On these occasions I often use the Sunday morning walk to Rosetta Head to make cloud studies and seascapes, though this is scoping is in a very exploratory sense. Rosetta Head provides a good vantage point for this kind of photography, but the actual scene that l do photograph depends on the type of light as well as the clouds.

Waitpinga bushland

As part of building up some supplementary images as a background for the forthcoming online walking/photography exhibition at Encounters Gallery I have been photographing in a small patch of bushland in Waitpinga. I needed a contrast to the Littoral Zone images.

bushland, Depledge Rd, Waitpinga

The roadside vegetation that I see whilst walking the back country roads is limited in terms of photographic subject matter. So I have been wandering and exploring this bushland on both the early morning with Kayla and at the late afternoon poodlewalks with Maleko.

Petrel Cove

During the Xmas summer holidays the population along the coast of the southern Fleurieu Peninsula trebles. The coast becomes Adelaide’s summer playground.

The beach at Petrel Cove will be full of people and families relaxing and having fun during the day, and we will no longer have this space to ourselves.

seascape, Petrel Cove, Victor Harbor

It becomes a space for us to avoid whilst on our poodlewalks. Unless we are there around sunrise or just after. That is when it is deserted.

Agricultural landscapes

As mentioned in this post on my Encounter Studio blog I have started to explore the back country roads and the agricultural landscape in and around Waitpinga whilst on our afternoon poodlewalks. The Fleurieuscapes project needs to include the rural landscape in order to have some balance to the coastal images in the littoral zone. Most of the space of the Fleurieu Peninsula is an agricultural landscape consisting of dairy farms, grazing land for sheep and cattle, and the rapidly expanding vineyards.

I do struggle with photographing this subject matter, and most of what I see and then scope with a digital camera on our poodlewalks is boring and uninteresting, especially when I look at the digital files on the iMac’s computer screen. I am finding it to be a depressing and disheartening process.

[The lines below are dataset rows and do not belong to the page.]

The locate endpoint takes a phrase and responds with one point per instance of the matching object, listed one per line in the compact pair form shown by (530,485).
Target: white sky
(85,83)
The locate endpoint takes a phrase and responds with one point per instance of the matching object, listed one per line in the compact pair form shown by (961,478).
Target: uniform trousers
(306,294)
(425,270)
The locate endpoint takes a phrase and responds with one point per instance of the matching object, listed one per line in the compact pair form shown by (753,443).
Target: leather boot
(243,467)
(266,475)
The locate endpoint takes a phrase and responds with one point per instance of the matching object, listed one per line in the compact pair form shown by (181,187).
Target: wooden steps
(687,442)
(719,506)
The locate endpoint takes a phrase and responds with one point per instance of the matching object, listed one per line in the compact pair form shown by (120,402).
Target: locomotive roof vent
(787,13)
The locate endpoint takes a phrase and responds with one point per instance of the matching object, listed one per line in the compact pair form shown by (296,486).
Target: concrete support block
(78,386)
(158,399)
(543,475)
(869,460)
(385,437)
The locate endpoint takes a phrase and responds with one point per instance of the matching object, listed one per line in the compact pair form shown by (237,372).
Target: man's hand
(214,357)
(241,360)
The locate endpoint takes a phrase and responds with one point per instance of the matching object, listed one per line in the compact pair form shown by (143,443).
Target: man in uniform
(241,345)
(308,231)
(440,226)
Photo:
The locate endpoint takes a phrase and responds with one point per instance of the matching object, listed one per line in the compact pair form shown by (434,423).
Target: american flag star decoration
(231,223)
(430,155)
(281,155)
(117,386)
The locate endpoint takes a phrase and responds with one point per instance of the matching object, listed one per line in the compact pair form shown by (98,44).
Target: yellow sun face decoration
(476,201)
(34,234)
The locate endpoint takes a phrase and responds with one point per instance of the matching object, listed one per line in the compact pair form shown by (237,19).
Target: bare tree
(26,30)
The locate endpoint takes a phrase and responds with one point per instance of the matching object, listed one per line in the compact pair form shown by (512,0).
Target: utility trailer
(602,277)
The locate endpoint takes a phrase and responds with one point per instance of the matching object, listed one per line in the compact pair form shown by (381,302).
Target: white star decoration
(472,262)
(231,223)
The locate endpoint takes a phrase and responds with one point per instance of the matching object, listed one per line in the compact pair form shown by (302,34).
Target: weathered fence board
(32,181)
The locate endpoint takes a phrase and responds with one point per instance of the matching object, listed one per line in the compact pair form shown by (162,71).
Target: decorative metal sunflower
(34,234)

One exception is this picture of pink gum, with a farm shed, silo and water tank along Pitkin Rd in Waitpinga that I came across on an exploratory afternoon poodlewalk with Kayla and Maleko:

Pitkin Rd, Waitpinga

This scoping picture was made in the autumn, when I first started to consciously explore the back country roads in Waitpinga. This picture of a dry, agricultural landscape works much better for me in black and white. The initial colour image looks too pretty and touristy–the photos would be what you would see in a feature in the glossy Fleurieu Living Magazine.